Kiarostami's Pastoral Story Envisions Simpler Life

Author: Allison Quady Arts Editor

The first film shown Saturday at 3 p.m. in Dana Auditorium was, "The Wind Will Carry Us," directed by Abbas Kiarostami. Kiarostami is Iran's most celebrated filmmaker and his slow patient style reveals itself in the brevity of camera, in the stillness of the scenes and in the simplicity of story.

Kiarostami's style is very different from the cinematic devices used in Western cinema to quickly advance the story and grab the audience at every turn. Coming out of the movie, one woman asked, "Does anyone know what that was about?" True, it moved slowly, but this seemed to be Kiarostami's largest message, that life is taken too quickly and in its speed loses all significance. The plot consisted of this: two engineers come to witness the sacred funeral rights of an invalid in a remote village and must unexpectedly wait for her expected death, which never comes. The film is so gentle it almost caresses the audience into slumber, but if one manages not to sleep, it is a rewarding experience of subtle natural truths.

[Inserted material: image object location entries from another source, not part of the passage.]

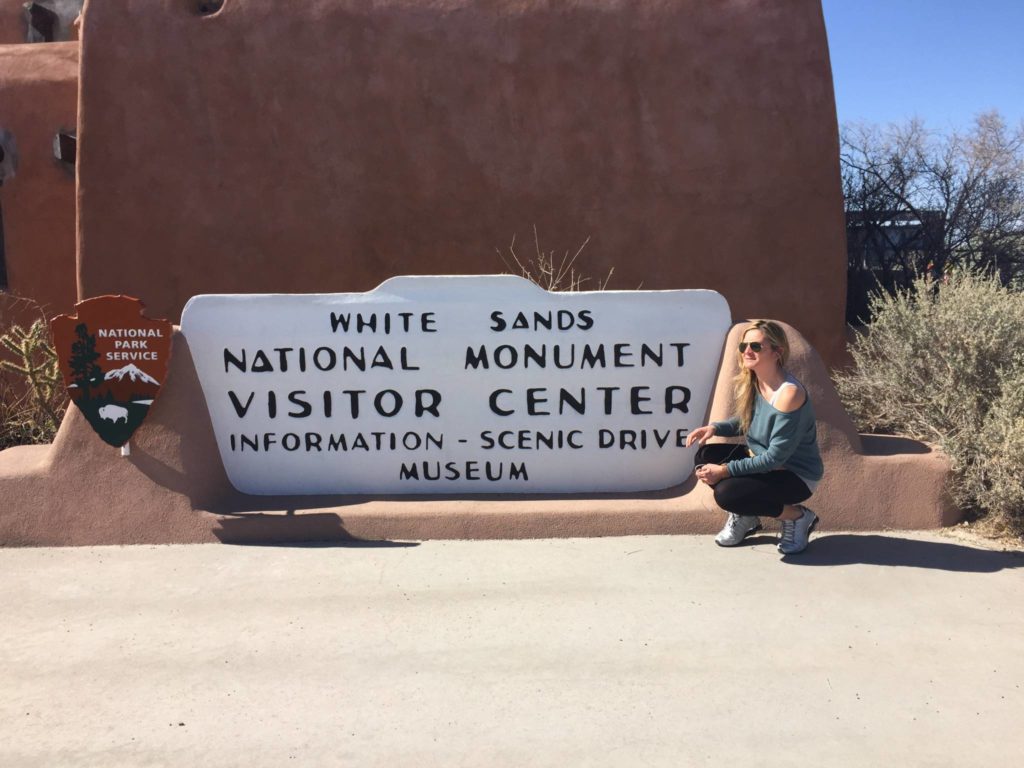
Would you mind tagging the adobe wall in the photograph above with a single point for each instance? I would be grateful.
(13, 23)
(38, 97)
(329, 145)
(173, 488)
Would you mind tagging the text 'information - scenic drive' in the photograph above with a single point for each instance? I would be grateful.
(457, 385)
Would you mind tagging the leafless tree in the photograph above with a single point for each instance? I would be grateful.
(919, 202)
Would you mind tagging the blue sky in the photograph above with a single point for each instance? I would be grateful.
(942, 60)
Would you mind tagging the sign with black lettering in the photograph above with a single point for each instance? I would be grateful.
(457, 385)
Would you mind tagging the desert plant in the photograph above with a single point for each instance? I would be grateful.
(942, 361)
(550, 271)
(30, 414)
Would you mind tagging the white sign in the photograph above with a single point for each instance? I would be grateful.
(457, 385)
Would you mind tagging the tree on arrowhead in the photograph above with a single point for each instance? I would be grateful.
(86, 374)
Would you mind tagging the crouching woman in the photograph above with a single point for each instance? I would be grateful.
(780, 465)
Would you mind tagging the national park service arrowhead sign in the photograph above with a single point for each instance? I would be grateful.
(114, 361)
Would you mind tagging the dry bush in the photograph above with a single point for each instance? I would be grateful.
(32, 394)
(550, 271)
(944, 363)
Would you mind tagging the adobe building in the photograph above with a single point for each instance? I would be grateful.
(242, 147)
(38, 123)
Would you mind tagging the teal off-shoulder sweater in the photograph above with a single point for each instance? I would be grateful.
(778, 440)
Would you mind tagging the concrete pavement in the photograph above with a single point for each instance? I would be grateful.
(866, 650)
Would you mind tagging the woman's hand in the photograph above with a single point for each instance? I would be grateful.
(712, 473)
(700, 434)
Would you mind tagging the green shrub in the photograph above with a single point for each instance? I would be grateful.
(944, 363)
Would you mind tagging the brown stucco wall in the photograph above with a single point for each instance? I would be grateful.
(38, 97)
(12, 27)
(328, 145)
(172, 487)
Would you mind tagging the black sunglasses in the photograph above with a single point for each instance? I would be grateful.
(756, 346)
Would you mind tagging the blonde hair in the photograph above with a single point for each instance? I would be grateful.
(745, 383)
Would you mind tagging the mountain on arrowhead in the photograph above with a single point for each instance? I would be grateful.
(133, 373)
(127, 385)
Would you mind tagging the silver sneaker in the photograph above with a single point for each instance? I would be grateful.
(797, 534)
(736, 528)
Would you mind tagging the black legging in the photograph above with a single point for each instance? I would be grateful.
(760, 495)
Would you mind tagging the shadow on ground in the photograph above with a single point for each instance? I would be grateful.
(848, 549)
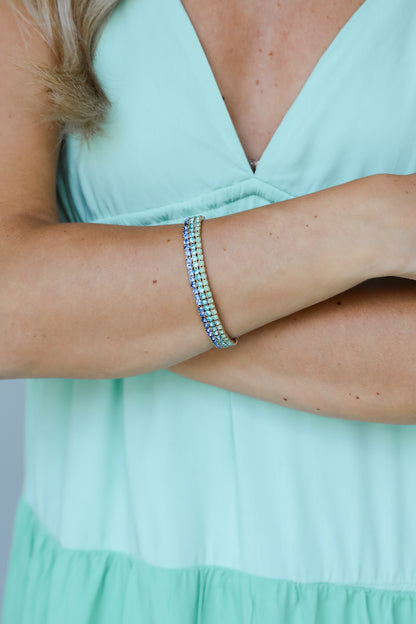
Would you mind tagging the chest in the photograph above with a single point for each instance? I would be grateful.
(261, 53)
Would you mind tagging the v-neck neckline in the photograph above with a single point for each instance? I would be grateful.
(301, 94)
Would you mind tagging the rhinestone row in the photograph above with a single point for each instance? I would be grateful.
(198, 280)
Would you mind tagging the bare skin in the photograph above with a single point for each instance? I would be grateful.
(261, 53)
(331, 360)
(135, 314)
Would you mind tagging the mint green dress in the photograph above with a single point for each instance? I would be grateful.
(154, 499)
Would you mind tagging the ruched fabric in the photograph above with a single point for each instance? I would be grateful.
(161, 500)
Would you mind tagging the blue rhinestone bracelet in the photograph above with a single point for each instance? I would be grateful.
(198, 280)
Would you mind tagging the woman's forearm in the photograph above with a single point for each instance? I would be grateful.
(352, 356)
(103, 301)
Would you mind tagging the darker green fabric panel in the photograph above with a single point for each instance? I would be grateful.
(48, 584)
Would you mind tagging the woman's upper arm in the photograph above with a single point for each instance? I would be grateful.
(29, 146)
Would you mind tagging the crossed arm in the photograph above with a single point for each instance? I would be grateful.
(352, 356)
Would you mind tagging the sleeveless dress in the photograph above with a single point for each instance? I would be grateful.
(161, 500)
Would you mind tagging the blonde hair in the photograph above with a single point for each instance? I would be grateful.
(71, 28)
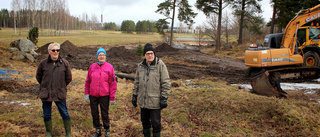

According to Dabashi, Kiarostami will sometimes fall asleep in movies and actually considers this the mark of thoughtful filmmaking.

The opening scene of "The Wind Will Carry Us" draws the spectator slowly into the world of the film with a grandiose picture of golden hills and one small car winding its way down into the valley. The miniscule car and the even smaller humans inside carry on their insignificant conversation, repeating phrases several times about losing their way, while we are outside of their metal box, gazing unobstructed at their surroundings.

Much of Kiarostami's film seems to be a slow recognition of nature in the modern world, a recognition made more by the audience than by the protagonist who is still talking on his cell phone and kicking over a turtle towards the end of the movie. The engineer befriends a young boy who tells him about village life. Other than this boy, the engineer is alone and idle, accompanied only by his friend who we never see. The village is portrayed through his eyes, an inconveniently beautiful mass of housing piled alongside a hillside.

The engineer must rush up and down stairs and ladders, hop in his Sport Utility Vehicle and ascend a mountain every time he gets a call on his cell phone, which rarely turns out to be very important. The significance of most things is diminished by repetition in the movie. The life of the engineer loses all meaning while he impatiently waits for a woman to die. Finally, someone does almost die while digging a ditch and the engineer rushes off to find help. By the time the engineer has returned a crew of men have saved the man from suffocation and they take him off to the hospital in the SUV. The engineer gets a ride with the doctor and the latter amiably describes his own insignificance, saying the people don't need him and he does little, but he contemplates nature and is happy. The doctor's noisy motorcycle is loud in the countryside, taking the two men to the house of the invalid at the request of the engineer. The conversation with the doctor slowly causes some change in the engineer, who takes charge of getting the prescribed painkillers for the invalid.

The title of the film, "The Wind Will Carry Us," carries greater meaning at the end of the film, after the repeated meditations on small creatures, whether boy, man or turtle, living in the magnificence of nature.